QFT. My own beloved Mother/Controlling Nutjob won’t change, and I know this. Which means that there are rules for interacting with Mommy Dearest:
She is never to be left unattended in my home or yard. “Attended” means that at least one person over ten must accompany her - the big kids may not be able to stop her from rearranging, adding to, or getting rid of my shit, but they can at least call me to warn me, or make note of where stuff has been stowed, etc.
If she has temporary custody of any of my offspring, the kids are strongly encouraged to telephone if Grandma starts doing things that Mommy doesn’t do, and required to telephone me immediately if there is any hint that Grandma is arranging a haircut for one of her beloved grandbabies. I swear, the woman must have been frightened by a hippie when she was younger, because she’s prone to believe that everyone looks better with hair a fraction of an inch longer than that worn by Marines at boot camp. I spent most of my childhood being mistaken for a boy, my second daughter got the little boy haircut just before kindergarten, and while I was in the hospital giving birth to that second daughter, Grandma helped by babysitting Boy 2.0 and getting rid of those pesky (beautiful auburn) curls of his!

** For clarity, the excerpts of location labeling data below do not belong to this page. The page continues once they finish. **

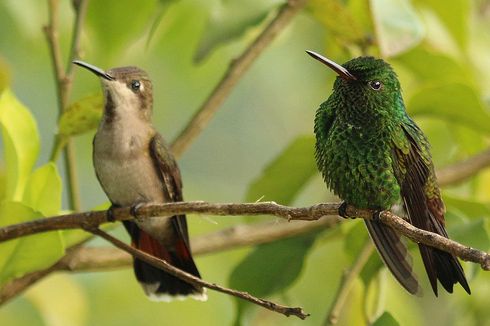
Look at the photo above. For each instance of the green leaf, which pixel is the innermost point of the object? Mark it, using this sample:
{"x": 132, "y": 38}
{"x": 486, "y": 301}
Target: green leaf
{"x": 43, "y": 190}
{"x": 270, "y": 268}
{"x": 114, "y": 24}
{"x": 281, "y": 181}
{"x": 386, "y": 319}
{"x": 286, "y": 175}
{"x": 229, "y": 21}
{"x": 397, "y": 24}
{"x": 82, "y": 116}
{"x": 428, "y": 65}
{"x": 454, "y": 15}
{"x": 28, "y": 254}
{"x": 4, "y": 75}
{"x": 338, "y": 19}
{"x": 455, "y": 102}
{"x": 355, "y": 240}
{"x": 21, "y": 143}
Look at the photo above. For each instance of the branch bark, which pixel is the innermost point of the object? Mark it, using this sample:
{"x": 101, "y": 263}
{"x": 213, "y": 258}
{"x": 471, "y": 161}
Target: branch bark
{"x": 237, "y": 69}
{"x": 63, "y": 86}
{"x": 90, "y": 220}
{"x": 83, "y": 259}
{"x": 163, "y": 265}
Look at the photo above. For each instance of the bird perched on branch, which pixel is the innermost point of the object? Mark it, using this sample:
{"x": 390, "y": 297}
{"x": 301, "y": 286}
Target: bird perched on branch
{"x": 134, "y": 166}
{"x": 373, "y": 155}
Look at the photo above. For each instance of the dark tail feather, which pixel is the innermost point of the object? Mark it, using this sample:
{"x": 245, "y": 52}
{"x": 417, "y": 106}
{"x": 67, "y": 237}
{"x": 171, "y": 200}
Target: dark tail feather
{"x": 157, "y": 284}
{"x": 442, "y": 265}
{"x": 394, "y": 254}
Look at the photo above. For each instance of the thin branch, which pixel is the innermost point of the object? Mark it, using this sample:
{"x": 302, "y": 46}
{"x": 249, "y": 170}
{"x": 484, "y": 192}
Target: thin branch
{"x": 461, "y": 171}
{"x": 81, "y": 259}
{"x": 95, "y": 218}
{"x": 236, "y": 70}
{"x": 63, "y": 85}
{"x": 310, "y": 213}
{"x": 347, "y": 283}
{"x": 163, "y": 265}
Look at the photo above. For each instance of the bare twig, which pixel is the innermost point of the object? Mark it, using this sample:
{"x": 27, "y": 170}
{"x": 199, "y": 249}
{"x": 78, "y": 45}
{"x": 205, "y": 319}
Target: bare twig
{"x": 80, "y": 259}
{"x": 315, "y": 212}
{"x": 63, "y": 89}
{"x": 347, "y": 283}
{"x": 163, "y": 265}
{"x": 236, "y": 70}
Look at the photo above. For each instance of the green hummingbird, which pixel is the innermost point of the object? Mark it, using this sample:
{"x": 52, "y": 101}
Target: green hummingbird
{"x": 373, "y": 156}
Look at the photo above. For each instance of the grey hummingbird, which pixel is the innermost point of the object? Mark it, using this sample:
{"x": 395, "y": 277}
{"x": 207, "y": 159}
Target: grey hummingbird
{"x": 134, "y": 165}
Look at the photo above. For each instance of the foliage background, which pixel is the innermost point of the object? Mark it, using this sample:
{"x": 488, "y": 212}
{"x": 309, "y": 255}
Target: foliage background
{"x": 257, "y": 146}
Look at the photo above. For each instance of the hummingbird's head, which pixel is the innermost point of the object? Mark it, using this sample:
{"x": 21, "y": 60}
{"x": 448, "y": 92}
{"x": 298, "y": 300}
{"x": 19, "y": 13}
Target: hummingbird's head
{"x": 127, "y": 91}
{"x": 366, "y": 86}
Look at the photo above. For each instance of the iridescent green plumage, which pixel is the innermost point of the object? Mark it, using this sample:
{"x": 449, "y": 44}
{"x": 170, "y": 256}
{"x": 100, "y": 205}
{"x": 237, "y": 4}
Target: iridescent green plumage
{"x": 372, "y": 155}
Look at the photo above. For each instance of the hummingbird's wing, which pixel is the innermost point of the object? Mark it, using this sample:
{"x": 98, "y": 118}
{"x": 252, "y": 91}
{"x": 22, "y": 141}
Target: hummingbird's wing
{"x": 394, "y": 254}
{"x": 420, "y": 194}
{"x": 324, "y": 119}
{"x": 172, "y": 181}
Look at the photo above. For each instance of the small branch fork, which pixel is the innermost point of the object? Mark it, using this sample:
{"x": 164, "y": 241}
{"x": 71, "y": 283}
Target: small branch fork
{"x": 161, "y": 264}
{"x": 94, "y": 219}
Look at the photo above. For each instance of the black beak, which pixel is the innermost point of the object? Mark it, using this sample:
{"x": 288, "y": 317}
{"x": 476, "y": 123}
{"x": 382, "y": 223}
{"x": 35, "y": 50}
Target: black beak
{"x": 341, "y": 71}
{"x": 99, "y": 72}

Ma has some weird compulsion to bring crap to my house all the time. Sometimes this is a useful thing, like when she finds a sale on cereal for $.50 and stocks up. Sometimes it’s not useful, but at least a net positive - she likes to stock up her own pantry and freezer, and then realizes that two old folks are never going to eat some ungodly quantity of pork chops or Jello, so she brings outdated/freezer burned food to me. I frequently toss these items, because I don’t trust her food handling habits any more, but at least I don’t worry about her and my dad getting food poisoning because she takes that risk. And sometimes she just brings random crap, which I dispose of - donate to the charity shop, take to the recycling, whatever - but at least she’s not hoarding up her own house, so I can donate and recycle and dump a bit at the time rather than wait until I have to clean out her house one day.
I save my discussions about meddling for those times when Ma does things that can’t be fixed or have real potential to cause problems: throwing my stuff away, giving the kids medicine or supplements that I haven’t approved, sharing my business with her entire social circle, that sort of thing.